Un deuxième élément, quelques jours après les premières vaccinations de soignant, a terni un peu plus l’image de ce traitement préventif: des effets indésirables nombreux étaient répertoriés chez les soignants, premiers à être vaccinés avec AstraZeneca en France.

On ne parle pas ici de maladies graves mais de fortes fièvres, normales dans le cadre d’un vaccin et signes d’une efficacité de celui-ci sur le système immunitaire. Si ces effets sont à prendre en compte pour ne pas se retrouver avec l’ensemble des soignants d’un service hospitalier absents un jour ou deux pour cause de fièvre, ils ne nécessitaient pas de clouer AstraZeneca au pilori.

Et le problème touche également l’Allemagne. Au 24 février, seules 15% des doses étaient utilisées, selon Reuters. D’après un sondage du journal berlinois Tagesspiegel, seul un Allemand de moins de 65 ans sur trois accepterait d’être vacciné avec AstraZeneca.

Depuis, les gouvernements français comme allemands n’ont cessé de dire qu’AstraZeneca n’était pas un vaccin au rabais. Emmanuel Macron a lui-même déclaré le 25 février: “si c’est ce vaccin qui m’est proposé, je le prendrais”. Car pour que les stocks diminuent, encore faut-il que les Français soient convaincus.

“Pour des raisons que je trouve profondément injustes, ce vaccin a une relativement mauvaise presse en France. Il est considéré comme moins efficace que les vaccins ARN messager et moins bien toléré. Ce n’est pas exact”, a déclaré Alain Fischer le 25 février lors d’une conférence de presse.

La question à long terme des variants

En faisant du vaccin britannique le seul disponible pour les 65-74 ans, le gouvernement français espère donc inverser la tendance. Les chiffres d’efficacité venus d’outre-Manche pourraient en outre permettre de redorer son image.

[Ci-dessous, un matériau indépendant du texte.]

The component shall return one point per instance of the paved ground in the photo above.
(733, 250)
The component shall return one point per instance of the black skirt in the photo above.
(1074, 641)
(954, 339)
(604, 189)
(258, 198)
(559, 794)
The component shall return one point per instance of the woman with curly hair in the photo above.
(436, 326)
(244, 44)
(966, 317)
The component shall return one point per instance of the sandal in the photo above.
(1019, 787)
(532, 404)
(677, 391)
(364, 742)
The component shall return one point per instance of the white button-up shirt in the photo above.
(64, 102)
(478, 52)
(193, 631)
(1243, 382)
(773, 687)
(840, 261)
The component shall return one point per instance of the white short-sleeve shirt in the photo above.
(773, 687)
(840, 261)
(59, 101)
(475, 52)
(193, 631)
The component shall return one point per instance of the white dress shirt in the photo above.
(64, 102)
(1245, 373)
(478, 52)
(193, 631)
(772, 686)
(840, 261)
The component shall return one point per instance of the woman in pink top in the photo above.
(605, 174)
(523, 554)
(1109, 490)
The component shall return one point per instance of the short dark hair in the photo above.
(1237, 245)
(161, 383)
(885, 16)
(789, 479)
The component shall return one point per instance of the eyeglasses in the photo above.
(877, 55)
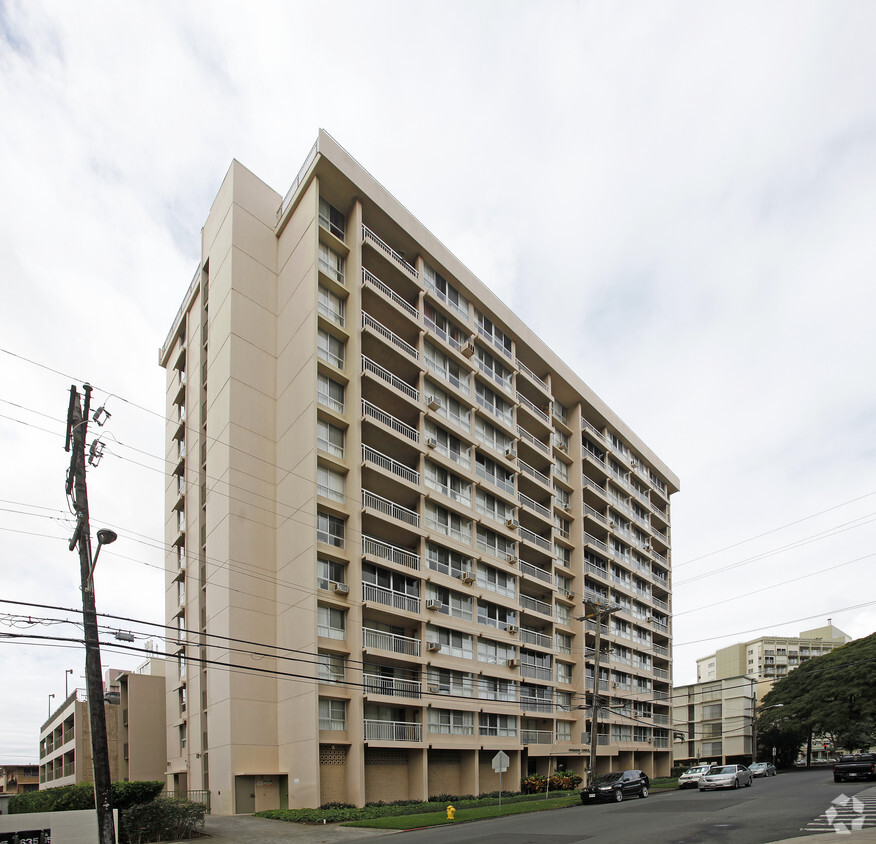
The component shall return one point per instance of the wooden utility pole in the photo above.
(77, 427)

Reste tout de même une grande inconnue: son efficacité sur les variants sud-africains et brésiliens, soupçonnés d’échapper à une partie de l’immunité. Une étude préliminaire a montré qu’AstraZeneca fonctionnait moins bien face à ces variants, entraînant la suspension temporaire de la vaccination en Afrique du Sud.

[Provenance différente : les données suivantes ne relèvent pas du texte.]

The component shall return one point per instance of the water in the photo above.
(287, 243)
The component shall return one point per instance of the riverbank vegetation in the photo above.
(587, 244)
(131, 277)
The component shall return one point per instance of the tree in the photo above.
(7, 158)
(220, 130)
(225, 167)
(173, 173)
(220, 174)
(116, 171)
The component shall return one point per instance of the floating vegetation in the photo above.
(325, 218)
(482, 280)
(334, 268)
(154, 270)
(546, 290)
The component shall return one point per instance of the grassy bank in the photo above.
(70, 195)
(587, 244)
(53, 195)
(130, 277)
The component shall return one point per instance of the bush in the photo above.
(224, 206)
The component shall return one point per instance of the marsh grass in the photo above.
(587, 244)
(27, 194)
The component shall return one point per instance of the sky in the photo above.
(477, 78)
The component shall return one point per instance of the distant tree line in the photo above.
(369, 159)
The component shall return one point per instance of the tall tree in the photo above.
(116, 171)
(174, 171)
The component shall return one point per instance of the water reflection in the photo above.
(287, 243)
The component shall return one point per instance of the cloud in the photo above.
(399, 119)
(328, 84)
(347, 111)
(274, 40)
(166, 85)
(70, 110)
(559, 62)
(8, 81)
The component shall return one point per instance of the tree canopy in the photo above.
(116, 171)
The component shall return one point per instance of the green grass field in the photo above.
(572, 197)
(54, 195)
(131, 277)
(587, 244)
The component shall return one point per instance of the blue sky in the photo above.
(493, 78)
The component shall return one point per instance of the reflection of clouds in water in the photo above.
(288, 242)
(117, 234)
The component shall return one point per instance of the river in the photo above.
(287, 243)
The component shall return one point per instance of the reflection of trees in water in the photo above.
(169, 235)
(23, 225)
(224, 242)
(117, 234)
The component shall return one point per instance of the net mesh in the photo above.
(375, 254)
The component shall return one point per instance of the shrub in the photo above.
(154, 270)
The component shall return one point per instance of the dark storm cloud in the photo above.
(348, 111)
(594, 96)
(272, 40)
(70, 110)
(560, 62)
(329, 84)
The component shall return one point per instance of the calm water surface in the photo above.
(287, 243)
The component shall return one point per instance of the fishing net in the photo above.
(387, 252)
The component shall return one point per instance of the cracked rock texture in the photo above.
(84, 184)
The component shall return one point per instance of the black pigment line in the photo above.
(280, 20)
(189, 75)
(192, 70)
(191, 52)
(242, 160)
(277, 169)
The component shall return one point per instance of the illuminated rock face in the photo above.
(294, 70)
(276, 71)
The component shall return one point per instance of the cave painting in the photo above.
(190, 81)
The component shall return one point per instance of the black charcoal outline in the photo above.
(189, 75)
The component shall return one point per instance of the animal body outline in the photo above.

Interrogé par Les Échos, le président du syndicat infirmier SNPI, Thierry Amouroux, se base justement sur cet argument pour demander “un autre vaccin pour les soignants, à ARN messager, ou bien le Johnson & Johnson qui semble efficace sur les variants”.

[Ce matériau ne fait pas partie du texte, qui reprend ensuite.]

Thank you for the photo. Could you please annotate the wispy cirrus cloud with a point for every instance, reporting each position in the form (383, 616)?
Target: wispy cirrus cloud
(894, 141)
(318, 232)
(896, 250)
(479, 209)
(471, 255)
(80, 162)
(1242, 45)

Questionnée sur ce sujet, la HAS rappelle que le monde de la recherche, ainsi que les fabricants de vaccins, sont en train de mettre au point des solutions pour contrer les variants avec “des doses de rappel, des vaccinations alternées entre vaccins à ARN messager ou à vecteur viral et des vaccins ciblés”.

Des essais cliniques en cours devraient nous apporter des réponses dans les semaines à venir. En attendant, la HAS estime “qu’en France, la menace actuelle, c’est le variant anglais”, contre lequel AstraZeneca est très efficace. Pas de raison donc de le bouder.